The next episode, The Telephone, held the first position in the original version but here it’s moved to second place and suffers the most from AIP’s modifications. Starring Michéle Mercier and Lidia Alfonsi as “close” friends under assault by Mercier’s scorned lover, AIP’s new dubbing script eliminated the lesbian subplot and added a supernatural element to the story. Coming after the primal shocks of The Drop of Water, The Telephone doesn’t stand a chance. Bava worked miracles with a few shadows and some elegant camera moves but the story, already ambiguous in the original, collapses under the weight of AIP’s nonsensical censorship.
Karloff introduces Karloff in Black Sabbath‘s third and final entry, The Wurdalak. Known on the nation’s playgrounds as “dear Boris” years before Cynthia Lindsay’s biography, children adored Karloff, the monster whose pitiful fate inspired more empathy than terror. But the kindly grandpa who provoked tears with his portraits of misunderstood creatures had a real monster up his sleeve.
As the Russian patriarch with a supernatural secret, Karloff turns in one of his most unnerving performances.

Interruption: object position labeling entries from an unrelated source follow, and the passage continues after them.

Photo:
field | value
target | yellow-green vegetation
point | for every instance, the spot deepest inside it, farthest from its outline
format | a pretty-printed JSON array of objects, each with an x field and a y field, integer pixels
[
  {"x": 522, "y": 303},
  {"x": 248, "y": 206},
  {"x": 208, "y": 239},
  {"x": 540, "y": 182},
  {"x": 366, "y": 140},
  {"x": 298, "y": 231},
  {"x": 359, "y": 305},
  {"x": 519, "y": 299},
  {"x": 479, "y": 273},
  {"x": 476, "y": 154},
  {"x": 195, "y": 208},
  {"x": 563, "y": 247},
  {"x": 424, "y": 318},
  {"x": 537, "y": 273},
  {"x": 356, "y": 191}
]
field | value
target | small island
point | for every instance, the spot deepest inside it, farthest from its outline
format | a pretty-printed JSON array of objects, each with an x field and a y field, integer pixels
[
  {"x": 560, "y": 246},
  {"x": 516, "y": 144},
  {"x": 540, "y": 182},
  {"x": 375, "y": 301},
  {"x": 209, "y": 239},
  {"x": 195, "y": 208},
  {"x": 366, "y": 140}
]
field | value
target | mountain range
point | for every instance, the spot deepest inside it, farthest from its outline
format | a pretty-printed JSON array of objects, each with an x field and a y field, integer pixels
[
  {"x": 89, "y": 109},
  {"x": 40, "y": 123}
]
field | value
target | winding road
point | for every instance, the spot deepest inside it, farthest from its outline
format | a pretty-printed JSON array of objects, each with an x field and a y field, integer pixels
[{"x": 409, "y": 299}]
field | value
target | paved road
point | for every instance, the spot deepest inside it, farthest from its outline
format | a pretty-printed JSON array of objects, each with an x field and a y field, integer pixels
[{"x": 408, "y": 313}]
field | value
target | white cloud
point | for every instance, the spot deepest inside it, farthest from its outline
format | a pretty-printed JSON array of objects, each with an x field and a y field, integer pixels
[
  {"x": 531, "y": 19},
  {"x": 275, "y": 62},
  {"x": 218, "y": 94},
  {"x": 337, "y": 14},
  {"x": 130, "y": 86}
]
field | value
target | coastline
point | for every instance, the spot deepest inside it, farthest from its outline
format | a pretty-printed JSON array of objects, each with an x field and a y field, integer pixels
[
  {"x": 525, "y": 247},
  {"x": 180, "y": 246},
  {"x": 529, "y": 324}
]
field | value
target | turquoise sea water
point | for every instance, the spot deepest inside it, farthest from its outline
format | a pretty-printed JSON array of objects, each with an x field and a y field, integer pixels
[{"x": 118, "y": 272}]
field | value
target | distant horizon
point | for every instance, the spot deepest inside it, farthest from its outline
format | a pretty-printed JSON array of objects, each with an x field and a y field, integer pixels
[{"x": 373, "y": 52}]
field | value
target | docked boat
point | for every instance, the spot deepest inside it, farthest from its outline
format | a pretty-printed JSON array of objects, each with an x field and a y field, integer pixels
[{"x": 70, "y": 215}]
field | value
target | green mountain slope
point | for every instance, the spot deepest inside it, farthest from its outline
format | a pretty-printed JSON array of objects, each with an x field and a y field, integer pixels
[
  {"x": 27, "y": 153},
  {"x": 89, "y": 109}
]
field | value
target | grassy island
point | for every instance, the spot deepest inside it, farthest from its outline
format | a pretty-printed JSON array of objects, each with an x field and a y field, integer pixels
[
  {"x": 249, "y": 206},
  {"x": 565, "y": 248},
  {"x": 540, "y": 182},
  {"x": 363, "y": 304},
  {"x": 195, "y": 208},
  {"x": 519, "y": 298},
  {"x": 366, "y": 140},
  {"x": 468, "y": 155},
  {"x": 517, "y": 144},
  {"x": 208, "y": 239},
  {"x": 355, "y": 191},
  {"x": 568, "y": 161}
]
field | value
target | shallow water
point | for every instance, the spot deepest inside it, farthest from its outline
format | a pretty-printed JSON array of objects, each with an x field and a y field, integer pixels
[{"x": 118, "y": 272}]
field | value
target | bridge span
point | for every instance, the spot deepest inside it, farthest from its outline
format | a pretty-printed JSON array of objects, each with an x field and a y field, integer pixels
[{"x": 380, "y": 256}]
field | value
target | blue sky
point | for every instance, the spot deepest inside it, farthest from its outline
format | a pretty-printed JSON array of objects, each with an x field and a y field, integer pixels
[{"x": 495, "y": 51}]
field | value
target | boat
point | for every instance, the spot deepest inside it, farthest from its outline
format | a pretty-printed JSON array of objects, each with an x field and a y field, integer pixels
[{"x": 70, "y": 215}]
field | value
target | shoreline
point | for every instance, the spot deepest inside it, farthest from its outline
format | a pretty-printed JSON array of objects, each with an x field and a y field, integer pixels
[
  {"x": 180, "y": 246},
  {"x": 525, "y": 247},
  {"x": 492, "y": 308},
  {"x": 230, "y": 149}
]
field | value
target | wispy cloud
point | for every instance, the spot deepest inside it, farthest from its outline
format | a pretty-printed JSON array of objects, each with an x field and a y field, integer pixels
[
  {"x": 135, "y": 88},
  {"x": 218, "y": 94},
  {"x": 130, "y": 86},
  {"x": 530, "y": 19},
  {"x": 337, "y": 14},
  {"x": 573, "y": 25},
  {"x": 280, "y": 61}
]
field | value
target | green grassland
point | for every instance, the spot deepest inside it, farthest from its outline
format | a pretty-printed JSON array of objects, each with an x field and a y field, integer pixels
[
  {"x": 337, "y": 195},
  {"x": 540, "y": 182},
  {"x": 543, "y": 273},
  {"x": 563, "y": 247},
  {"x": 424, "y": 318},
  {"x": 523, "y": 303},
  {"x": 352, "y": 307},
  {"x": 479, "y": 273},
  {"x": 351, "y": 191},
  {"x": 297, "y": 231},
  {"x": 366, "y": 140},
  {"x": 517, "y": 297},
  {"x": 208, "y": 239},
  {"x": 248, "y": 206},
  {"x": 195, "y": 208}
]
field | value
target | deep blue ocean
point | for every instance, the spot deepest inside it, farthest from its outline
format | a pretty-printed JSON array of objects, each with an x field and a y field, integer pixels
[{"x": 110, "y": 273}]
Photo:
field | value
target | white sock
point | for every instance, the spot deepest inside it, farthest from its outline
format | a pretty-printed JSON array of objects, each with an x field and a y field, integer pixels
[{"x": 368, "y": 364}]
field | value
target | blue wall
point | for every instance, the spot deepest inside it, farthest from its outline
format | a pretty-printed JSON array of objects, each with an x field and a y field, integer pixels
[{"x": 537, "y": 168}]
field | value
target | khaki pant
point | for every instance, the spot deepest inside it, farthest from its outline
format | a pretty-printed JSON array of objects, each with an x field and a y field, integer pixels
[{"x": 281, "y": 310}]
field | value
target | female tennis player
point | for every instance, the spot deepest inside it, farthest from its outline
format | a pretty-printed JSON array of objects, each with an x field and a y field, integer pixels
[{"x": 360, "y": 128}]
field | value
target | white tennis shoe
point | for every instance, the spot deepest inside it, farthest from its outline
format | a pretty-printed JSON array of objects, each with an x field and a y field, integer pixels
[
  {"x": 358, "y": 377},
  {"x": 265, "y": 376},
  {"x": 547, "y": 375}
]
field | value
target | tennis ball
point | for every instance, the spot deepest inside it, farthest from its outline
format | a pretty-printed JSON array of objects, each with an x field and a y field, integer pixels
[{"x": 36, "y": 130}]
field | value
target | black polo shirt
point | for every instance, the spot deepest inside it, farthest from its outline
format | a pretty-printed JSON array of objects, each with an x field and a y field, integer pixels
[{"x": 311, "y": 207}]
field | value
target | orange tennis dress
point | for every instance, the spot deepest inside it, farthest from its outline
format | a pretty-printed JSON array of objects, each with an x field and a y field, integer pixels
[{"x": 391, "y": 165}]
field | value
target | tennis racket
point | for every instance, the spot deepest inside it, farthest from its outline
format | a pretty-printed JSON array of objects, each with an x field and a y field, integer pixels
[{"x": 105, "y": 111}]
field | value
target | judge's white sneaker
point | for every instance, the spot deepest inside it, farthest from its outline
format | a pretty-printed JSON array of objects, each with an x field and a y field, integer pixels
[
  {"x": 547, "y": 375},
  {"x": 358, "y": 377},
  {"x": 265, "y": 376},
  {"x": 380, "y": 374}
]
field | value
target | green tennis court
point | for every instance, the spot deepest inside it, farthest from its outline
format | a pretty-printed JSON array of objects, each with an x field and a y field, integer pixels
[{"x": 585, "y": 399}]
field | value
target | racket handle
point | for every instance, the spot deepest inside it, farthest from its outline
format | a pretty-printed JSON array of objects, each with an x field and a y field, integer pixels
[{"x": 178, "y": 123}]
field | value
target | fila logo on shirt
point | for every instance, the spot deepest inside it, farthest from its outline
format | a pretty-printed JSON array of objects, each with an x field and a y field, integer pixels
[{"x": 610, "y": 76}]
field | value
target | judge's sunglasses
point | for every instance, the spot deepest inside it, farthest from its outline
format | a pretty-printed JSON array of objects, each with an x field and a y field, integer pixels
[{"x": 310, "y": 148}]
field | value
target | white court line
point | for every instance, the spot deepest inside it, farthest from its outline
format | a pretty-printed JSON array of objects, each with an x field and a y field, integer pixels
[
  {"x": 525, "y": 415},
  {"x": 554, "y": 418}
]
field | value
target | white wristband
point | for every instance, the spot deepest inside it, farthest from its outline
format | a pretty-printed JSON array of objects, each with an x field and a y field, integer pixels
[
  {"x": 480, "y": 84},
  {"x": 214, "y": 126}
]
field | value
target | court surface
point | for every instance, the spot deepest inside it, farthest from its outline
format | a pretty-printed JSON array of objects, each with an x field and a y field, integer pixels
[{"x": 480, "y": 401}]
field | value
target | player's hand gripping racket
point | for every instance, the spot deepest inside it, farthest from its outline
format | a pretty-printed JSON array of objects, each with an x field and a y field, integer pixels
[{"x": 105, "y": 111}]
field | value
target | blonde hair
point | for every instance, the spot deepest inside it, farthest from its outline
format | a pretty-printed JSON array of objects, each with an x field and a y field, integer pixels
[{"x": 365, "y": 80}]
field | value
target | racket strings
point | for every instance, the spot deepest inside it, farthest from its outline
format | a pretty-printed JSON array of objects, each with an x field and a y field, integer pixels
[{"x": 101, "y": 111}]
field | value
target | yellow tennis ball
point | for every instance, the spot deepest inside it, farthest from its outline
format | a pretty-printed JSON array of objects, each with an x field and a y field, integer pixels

That soft purr of a voice embodies pure evil and to prove it, he carries an unusual trophy in his travel bag, a freshly decapitated head. The old man is named Gorka and he’s just returned to his family after a brief sojourn in the mountains. But he’s strangely reticent about the nature of his adventure—except that he succeeded in his quest, the liquidation of a “wurdalak” named Olibek. It’s up to Gorka’s family to decide if he himself has inherited the curse of the vampire.
Though the segment tends to drag, the film is still a superbly wrought thriller, and beautifully photographed by Ubaldo Terzano (surely with Bava sharing the view finder at every second). The actors and actresses, including Mark Damon (conveniently the star of AIP’s House of Usher), and the unmistakably Mod blonde Suzy Anderson slumming as a 19th century peasant girl, are at least visually compelling.
But it’s Karloff who lifts this short film to minor classic status. In his later years he was more determined than ever to bring the full measure of his talent to the screen—his work on the 1962 episode of Thriller, The Incredible Doktor Markesan, is perhaps even more unsettling. His collaboration with Bava remains a standout in a great career.
After a parade of home video releases, beginning with Thorn Emi/HBO Video’s 1986 release on VHS, Black Sabbath is back. Kino’s transfer looks fine, it appears to be this same image as their previous release Blu ray release in 2015. The extras include an in-depth audio commentary from Video Watchdog’s Tim Lucas and Mr. Lucas appears to know everything about Mr. Bava there is to know… he should write a book. Also included is a mix of trailers featuring the films of Boris and Bava together and apart including Black Sabbath, Planet of the Vampires, The Crimson Cult and The Raven.